I’m writing in response to Dr. Galvin’s piece in the October 18 issue, entitled “Drugs and Dangers.” In it, he highlights the dangers of substance abuse and it’s overwhelming prevalence in society, especially among teenagers and young adults. This is an issue that many Rockaway residents are all too familiar with, and I commend Dr. Galvin for addressing it. My problem, however, is not with the content of the article, but with what it lacks: heroin.
Dr. Galvin chose to go into detail about five specific drugs: cocaine, methamphetamine, MDMA, synthetic marijuana and bath salts. I’m very curious as to why he chose to ignore opiates. Opioid addiction is currently an epidemic in our society, and in Rockaway, especially.
Perhaps it was a gross oversight on Dr. Galvin’s part. Or perhaps it has something to do with the fact that heroin abuse is usually a result of opioid pain killer dependency, and that the real problem lies with doctors overprescribing these highly addictive drugs. You see, when someone is prescribed an opiate painkiller (Percocet, oxycodone, morphene, etc.), they can easily become physically addicted. Their refills eventually run out, but their addiction remains. Prescription painkillers are very expensive on the street, and heroin is a much cheaper alternative that works just as effectively to quell the withdrawals. And so the cycle continues.
Opioid addiction is one of the biggest problems plaguing our society.

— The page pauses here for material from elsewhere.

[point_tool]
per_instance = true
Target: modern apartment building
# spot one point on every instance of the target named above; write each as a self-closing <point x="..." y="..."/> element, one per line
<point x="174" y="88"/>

It kills young men and women every single day all over the county, and, unfortunately, it’s happening right in our own backyards.
I feel that it was morally and socially irresponsible of Dr. Galvin, a medical professional, to omit heroin and other opiates from his article. The next time he wants to write a piece that’s meant to educate our community about drug addiction, I urge him to address the most harrowing crisis at hand: the heroin epidemic. Thank you.
The Doc Responds
Dear Ms. Willsen:
I am sorry you feel that way. First of all, my columns are often based on articles that appear in medical journals. I take the medical information contained therein and, following additional research, I write it in terms that non-medical lay people can absorb. I did not "ignore" the opiate epidemic. I am well aware of it. I try not to repeat myself because it would bore people. I refer you to previous columns that I wrote that discussed the opioid epidemic, and more specifically, the fentanyl invasion of our country and heroin and other opiates. As I am constrained by space (the editor asks us to limit our columns to 450 words or less), it is impossible for me to discuss every illicit drug in one column. Because I had previously wrote about opiates, I wrote that column about non-opiates, as the journal article it is based on did. My columns are meant to be a service to the community. I'm sorry you feel that my column was "irresponsible."